Summer -未成年-
――――――
「あ~疲れた・・・。」
宿泊先のビジネスホテルへ帰ってきて、
部屋に入った途端独り言が漏れる。
どうやらたまに来るネコ探し以外、
ほとんど警視庁から出なかった体は相当鈍っているらしい。
大して動いてはいなかったが、夏の日射しに打たれ続けた疲労がドッと押し寄せてきた。
イヤホンと発話器を外す代わりに、
ノートPCを立ち上げて電話会議システムを開く。
「ヒデさん、戻りました。」
『お疲れ様でした。
先にシャワー浴びなくて大丈夫ですか?』
「風呂とオレンジジュースは一日の仕事が終わってからって決めてるんでね。
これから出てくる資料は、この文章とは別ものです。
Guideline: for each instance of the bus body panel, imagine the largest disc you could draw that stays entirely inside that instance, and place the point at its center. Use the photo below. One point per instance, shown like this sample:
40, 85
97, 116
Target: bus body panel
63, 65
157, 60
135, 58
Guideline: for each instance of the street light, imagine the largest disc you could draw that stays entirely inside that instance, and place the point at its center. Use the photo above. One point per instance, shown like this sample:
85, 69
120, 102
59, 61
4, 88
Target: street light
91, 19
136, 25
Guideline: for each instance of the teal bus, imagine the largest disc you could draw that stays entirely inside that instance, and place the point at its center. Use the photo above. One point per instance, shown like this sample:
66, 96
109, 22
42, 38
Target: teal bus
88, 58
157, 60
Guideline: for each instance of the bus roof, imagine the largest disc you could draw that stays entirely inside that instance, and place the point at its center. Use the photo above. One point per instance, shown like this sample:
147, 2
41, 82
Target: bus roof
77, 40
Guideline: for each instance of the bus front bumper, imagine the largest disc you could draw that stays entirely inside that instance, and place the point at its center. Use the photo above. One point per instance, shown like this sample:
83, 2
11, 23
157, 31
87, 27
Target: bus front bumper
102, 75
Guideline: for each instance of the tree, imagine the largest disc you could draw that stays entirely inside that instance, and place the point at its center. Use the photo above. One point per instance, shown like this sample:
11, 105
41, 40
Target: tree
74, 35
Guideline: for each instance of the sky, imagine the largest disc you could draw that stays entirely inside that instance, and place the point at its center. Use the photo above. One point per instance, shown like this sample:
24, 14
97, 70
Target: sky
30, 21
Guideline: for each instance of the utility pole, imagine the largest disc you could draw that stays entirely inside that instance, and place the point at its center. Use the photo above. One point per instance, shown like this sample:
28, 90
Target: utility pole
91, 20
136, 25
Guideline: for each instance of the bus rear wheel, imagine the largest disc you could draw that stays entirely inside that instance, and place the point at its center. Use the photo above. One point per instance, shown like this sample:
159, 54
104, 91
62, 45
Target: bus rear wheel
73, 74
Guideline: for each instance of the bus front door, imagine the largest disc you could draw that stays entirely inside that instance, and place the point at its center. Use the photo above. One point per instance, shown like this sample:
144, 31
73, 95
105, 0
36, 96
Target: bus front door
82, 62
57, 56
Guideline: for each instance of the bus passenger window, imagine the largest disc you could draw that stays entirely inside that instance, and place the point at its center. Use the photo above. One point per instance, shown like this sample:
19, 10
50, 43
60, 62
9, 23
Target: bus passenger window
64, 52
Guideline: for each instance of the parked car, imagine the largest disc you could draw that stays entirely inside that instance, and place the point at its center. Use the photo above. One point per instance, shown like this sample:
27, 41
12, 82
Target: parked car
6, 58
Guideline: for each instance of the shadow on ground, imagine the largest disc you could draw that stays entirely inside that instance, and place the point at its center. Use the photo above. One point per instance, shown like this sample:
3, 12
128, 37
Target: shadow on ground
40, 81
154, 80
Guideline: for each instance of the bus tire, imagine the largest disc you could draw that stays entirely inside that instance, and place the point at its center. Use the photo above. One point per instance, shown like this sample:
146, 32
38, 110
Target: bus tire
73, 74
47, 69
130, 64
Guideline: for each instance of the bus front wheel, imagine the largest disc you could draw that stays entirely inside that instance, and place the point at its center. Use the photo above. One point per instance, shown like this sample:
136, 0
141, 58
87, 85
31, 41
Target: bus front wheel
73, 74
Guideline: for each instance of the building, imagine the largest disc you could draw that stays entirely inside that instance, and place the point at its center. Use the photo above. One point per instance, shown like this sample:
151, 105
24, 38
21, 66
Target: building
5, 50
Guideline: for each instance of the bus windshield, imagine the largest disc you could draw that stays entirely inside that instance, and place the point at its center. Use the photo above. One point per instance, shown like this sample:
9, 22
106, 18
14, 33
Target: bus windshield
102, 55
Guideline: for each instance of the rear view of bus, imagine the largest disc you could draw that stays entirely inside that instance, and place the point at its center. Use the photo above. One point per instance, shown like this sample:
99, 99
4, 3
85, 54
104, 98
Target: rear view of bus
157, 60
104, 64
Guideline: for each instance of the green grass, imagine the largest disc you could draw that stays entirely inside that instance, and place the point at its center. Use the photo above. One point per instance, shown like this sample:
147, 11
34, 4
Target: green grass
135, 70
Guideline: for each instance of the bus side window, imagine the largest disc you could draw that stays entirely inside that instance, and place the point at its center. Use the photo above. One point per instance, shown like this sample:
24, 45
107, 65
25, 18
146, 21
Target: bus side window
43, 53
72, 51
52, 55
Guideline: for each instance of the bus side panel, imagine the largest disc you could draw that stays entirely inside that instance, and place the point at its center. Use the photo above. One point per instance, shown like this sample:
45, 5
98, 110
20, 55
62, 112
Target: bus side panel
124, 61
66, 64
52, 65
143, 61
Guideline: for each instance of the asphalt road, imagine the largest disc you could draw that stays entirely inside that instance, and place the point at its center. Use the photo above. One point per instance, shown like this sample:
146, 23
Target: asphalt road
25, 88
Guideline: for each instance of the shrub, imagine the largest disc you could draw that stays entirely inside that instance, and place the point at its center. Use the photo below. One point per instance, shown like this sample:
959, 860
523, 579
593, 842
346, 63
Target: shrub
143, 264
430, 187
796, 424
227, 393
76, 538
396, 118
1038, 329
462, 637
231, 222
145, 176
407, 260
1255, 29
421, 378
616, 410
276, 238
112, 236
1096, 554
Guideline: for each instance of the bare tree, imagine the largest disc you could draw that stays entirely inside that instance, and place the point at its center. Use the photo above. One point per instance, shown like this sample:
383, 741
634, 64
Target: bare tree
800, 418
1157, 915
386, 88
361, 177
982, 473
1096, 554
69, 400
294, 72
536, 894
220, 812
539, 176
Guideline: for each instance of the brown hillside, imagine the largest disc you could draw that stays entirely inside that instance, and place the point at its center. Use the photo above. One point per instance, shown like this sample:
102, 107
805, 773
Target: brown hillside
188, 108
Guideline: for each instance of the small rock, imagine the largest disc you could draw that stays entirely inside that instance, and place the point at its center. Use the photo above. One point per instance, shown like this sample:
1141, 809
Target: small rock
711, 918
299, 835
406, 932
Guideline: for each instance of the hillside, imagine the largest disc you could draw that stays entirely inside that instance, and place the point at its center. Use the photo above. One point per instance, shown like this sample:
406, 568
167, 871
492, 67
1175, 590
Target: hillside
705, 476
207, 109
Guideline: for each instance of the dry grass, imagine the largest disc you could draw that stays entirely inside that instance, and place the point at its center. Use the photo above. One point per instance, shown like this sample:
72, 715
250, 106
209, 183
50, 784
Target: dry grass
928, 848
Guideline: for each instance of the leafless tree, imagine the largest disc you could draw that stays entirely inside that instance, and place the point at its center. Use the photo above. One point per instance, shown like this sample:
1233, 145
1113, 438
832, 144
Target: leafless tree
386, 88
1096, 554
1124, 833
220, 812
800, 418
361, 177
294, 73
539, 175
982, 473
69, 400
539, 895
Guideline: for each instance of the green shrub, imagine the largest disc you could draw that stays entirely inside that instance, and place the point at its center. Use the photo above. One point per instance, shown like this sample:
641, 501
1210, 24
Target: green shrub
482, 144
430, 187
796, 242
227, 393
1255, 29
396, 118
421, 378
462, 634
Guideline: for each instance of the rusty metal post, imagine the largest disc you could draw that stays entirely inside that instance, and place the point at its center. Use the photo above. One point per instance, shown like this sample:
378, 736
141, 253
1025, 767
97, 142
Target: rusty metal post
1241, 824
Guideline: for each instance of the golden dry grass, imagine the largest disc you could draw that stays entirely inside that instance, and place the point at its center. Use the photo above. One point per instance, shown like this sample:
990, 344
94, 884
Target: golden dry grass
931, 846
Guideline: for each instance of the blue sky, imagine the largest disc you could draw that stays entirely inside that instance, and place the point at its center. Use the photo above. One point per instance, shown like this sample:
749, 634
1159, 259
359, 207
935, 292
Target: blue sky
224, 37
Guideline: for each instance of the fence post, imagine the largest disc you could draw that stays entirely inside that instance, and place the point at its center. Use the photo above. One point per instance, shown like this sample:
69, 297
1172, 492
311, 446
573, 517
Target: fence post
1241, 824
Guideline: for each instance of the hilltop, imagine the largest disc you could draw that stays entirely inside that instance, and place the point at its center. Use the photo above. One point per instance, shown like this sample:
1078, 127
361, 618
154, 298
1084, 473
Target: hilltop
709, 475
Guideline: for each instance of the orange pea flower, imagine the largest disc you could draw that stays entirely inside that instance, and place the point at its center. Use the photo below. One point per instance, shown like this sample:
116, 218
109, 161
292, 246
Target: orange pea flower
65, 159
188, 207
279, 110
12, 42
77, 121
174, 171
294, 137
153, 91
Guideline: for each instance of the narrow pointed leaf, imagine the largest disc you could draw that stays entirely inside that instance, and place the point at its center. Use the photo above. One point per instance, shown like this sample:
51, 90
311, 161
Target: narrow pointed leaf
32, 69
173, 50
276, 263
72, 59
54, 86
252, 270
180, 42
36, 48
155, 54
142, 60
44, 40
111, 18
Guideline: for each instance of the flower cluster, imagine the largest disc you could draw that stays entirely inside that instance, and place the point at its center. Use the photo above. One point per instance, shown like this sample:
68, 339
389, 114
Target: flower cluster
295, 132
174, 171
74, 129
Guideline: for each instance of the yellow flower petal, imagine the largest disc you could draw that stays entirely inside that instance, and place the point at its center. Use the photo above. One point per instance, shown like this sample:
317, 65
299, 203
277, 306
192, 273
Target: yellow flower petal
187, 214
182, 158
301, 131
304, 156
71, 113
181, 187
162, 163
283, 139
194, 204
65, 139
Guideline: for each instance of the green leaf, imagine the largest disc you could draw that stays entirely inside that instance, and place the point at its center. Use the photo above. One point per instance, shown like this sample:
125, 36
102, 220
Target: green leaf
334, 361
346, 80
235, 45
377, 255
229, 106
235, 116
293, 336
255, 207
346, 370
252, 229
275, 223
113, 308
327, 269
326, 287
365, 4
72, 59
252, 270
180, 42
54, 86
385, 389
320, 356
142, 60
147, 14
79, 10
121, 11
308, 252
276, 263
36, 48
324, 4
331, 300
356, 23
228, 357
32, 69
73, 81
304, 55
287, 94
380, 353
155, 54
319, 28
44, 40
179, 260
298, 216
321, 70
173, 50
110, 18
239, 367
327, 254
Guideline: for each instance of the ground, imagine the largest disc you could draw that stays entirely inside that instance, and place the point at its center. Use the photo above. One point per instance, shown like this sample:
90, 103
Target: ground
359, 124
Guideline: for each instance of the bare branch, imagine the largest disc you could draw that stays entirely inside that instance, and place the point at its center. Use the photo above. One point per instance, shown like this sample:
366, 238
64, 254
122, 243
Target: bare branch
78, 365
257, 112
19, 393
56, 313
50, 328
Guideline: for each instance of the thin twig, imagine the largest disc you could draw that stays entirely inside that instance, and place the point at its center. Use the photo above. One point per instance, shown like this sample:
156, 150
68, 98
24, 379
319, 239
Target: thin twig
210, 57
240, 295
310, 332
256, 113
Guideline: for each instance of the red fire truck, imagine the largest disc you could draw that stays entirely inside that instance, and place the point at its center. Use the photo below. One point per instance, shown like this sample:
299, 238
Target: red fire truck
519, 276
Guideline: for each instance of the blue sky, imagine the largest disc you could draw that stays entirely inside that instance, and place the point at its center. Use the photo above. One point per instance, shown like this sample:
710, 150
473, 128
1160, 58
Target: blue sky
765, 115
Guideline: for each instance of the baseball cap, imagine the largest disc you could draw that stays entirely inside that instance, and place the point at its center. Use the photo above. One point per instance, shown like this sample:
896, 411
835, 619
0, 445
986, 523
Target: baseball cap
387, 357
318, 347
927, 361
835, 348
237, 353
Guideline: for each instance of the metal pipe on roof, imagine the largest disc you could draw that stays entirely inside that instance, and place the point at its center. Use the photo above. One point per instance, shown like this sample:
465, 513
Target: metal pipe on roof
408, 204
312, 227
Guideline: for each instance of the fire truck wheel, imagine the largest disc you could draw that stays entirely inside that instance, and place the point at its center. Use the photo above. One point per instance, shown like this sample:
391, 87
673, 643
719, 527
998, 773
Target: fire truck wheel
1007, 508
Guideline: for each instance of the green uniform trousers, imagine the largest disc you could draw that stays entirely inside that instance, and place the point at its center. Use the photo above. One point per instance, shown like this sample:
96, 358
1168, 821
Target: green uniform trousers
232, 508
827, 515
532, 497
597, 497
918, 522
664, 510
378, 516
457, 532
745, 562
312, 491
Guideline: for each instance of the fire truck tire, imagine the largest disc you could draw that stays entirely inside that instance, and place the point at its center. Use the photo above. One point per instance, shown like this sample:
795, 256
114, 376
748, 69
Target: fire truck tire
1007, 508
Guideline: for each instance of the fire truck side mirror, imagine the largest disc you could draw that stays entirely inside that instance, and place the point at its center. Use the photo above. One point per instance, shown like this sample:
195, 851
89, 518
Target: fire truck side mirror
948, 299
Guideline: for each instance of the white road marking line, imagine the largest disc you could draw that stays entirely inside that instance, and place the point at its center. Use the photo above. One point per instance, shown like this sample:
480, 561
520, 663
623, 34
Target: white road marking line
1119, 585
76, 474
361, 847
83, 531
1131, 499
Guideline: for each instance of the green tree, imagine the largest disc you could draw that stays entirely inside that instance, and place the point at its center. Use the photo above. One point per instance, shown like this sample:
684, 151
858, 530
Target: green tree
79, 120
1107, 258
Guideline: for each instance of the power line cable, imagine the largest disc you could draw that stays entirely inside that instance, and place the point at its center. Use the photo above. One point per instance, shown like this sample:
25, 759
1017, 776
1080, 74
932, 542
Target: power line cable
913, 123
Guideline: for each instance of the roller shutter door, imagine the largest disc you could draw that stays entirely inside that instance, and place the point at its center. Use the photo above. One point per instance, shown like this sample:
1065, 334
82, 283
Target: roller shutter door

」
独りで全てをこなしたと考えれば、
あの爺さんには頭が下がる。
今日までの間に相当な人間に聞き込みをしていたらしく、その情報は全て教えて貰った。
ナカサキ総合高校教師 丸井シゲル。
一言で表現すると、
“当たり障り無い”人間のようだ。
彼に対する周りの評価で当てはまる言葉は“無関心”。
担任を受け持っていたわけでもなく、
学年問わず物理・化学の授業をしていた教科担当の先生だったらしい。
部活の顧問は水泳部との事だが、今年度は入部者がいなくて活動はしていない。